Energy Fuels could rank among top rare earth producers in West, study shows

An aerial view of the White Mesa mill. Credit: Energy Fuels

A new bankable feasibility study for Energy Fuels’ (TSX: EFR; NYSE: UUUU) White Mesa mill in Utah suggests the plant could become one of the biggest producers of separated rare earths outside China over a 40-year life.

The stage two circuit expansion at White Mesa could boost its processing of light and heavy rare earths more than seven-fold to more than 7,500 tonnes per year of separated products, according to the study released Thursday. The expansion could also process 198,000 lb. per year of uranium mined at the company’s Pinyon Plain and La Sal mines in Arizona and Utah.

“Energy Fuels is on the cusp of solving America’s rare earth processing ‘bottleneck’,” Energy Fuels CEO Mark S. Chalmers said in a release. “Today’s BFS shows that Energy Fuels is in the process of restoring a US rare earth supply chain that is world-competitive.”

Rare earths, uranium processer

The study significantly raises the value of White Mesa for the United States’ push to develop rare earth supply chains outside the control of China, which dominates the mining, processing and separation of rare earth elements.

The mill, about 500 km southeast of Salt Lake City is the only operating conventional uranium facility in the US and the country’s only plant capable of processing light and heavy rare earths. The 17 rare earth elements are key components in electronics and electric vehicle batteries.

Even though rare earths are abundant worldwide, separating them into their individual elements is expensive and complex and few facilities outside China can do it at scale.

Energy Fuels shares gained 6% to C$30.85 apiece on Thursday morning in Toronto, valuing the company at C$7.3 billion.

$1.9+B value

At an 8% discount rate, the stage two circuit would have a post-tax net present value (NPV) of $1.9 billion and an after-tax internal rate of return of 33%, at initial capital costs of $410 million.

The NPV almost doubles to $3.7 billion if the circuit expansion is combined with the $1.8 billion NPV for Energy Fuels’ Vara Mada project in Madagascar, which was outlined in a feasibility study released last week.

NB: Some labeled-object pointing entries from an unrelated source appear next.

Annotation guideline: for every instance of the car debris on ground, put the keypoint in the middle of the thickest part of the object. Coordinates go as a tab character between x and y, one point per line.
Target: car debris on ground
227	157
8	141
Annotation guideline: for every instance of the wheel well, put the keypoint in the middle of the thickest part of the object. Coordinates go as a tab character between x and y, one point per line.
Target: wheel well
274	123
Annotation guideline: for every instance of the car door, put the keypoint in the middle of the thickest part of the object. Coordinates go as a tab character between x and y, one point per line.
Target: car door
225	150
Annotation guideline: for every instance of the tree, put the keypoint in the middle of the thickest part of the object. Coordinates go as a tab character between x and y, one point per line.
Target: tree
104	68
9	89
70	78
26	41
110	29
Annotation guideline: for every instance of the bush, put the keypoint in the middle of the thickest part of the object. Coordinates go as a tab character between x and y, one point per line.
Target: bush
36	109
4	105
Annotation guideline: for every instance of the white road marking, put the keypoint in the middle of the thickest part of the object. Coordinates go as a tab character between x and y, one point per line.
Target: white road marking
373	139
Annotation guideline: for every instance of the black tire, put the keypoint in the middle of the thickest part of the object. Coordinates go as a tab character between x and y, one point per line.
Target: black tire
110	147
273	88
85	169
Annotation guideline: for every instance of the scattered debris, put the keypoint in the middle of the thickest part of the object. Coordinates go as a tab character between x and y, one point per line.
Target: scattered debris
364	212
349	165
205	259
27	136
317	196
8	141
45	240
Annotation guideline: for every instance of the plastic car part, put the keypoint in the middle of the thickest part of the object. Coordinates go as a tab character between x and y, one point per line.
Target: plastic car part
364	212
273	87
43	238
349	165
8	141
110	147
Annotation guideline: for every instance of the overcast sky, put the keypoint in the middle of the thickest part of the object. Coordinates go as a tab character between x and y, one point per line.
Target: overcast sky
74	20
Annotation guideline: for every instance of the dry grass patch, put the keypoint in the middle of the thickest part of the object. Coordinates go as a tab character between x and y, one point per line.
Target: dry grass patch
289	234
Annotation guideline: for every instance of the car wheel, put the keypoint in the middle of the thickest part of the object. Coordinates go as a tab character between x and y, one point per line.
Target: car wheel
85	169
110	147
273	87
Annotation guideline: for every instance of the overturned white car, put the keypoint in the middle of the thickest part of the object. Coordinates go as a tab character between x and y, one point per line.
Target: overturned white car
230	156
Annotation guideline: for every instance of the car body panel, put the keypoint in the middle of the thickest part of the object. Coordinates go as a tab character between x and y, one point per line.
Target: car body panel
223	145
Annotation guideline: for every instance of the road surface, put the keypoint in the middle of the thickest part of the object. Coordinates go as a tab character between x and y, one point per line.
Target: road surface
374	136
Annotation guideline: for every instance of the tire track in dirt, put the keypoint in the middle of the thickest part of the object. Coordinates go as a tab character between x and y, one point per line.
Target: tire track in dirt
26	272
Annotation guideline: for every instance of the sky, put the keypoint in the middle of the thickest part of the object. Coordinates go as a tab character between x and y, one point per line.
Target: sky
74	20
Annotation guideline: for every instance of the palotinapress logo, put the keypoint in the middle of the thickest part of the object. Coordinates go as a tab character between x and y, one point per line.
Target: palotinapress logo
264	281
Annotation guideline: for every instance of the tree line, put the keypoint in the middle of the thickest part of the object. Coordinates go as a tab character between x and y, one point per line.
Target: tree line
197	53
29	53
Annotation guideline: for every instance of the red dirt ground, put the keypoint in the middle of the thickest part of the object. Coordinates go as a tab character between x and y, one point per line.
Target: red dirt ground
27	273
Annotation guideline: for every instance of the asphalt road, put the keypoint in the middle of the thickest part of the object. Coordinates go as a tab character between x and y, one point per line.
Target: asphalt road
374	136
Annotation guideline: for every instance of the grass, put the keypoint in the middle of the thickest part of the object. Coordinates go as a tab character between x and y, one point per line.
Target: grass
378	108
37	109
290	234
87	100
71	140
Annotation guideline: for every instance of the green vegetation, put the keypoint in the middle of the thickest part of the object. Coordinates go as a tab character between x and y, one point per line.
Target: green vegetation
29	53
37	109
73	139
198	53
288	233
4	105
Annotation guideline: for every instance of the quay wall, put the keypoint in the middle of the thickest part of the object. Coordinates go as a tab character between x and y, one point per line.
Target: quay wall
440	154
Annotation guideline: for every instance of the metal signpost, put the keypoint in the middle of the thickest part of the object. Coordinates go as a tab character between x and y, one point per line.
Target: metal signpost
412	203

Energy Fuels would source rare earths mined for White Mesa from third party sites, such as Astron’s (ASX: ATR) Donald project in Australia’s Victoria state and Chemours’ (NYSE: CC) projects in Florida and Georgia.

‘Game-changing’ supplier

The BFS results are a “gamechanger” because they show a pathway to supplying 45% of the US’ near-term rare earth needs and all its heavy rare earth needs by 2030, Chalmers said, citing a Benchmark Mineral Intelligence demand forecast.

“We are demonstrating that it is possible to achieve both large-scale rare earth production and superior economics here in the United States,” he said.

By processing output, White Mesa might be in league with Lynas Rare Earths (ASX: LYC), the top producer of rare earths outside China. Lynas produced 10,908 tonnes of separated rare earth oxides in 2024, according to company figures. Lynas mines rare earths at its Mount Weld site in Western Australia and processes and separates the concentrate at a facility in Malaysia.

While MP Materials (NYSE: MP) produced 45,455 tonnes of rare earth oxide concentrates in 2024, it churned out only 1,294 tonnes of separated neodymium-praseodymium oxide that year. Its Mountain Pass project in California is the only rare earths mine in North America.

Those outputs are dwarfed by China, which produced 270,000 tonnes of rare earth oxides in 2024, according to USGS figures.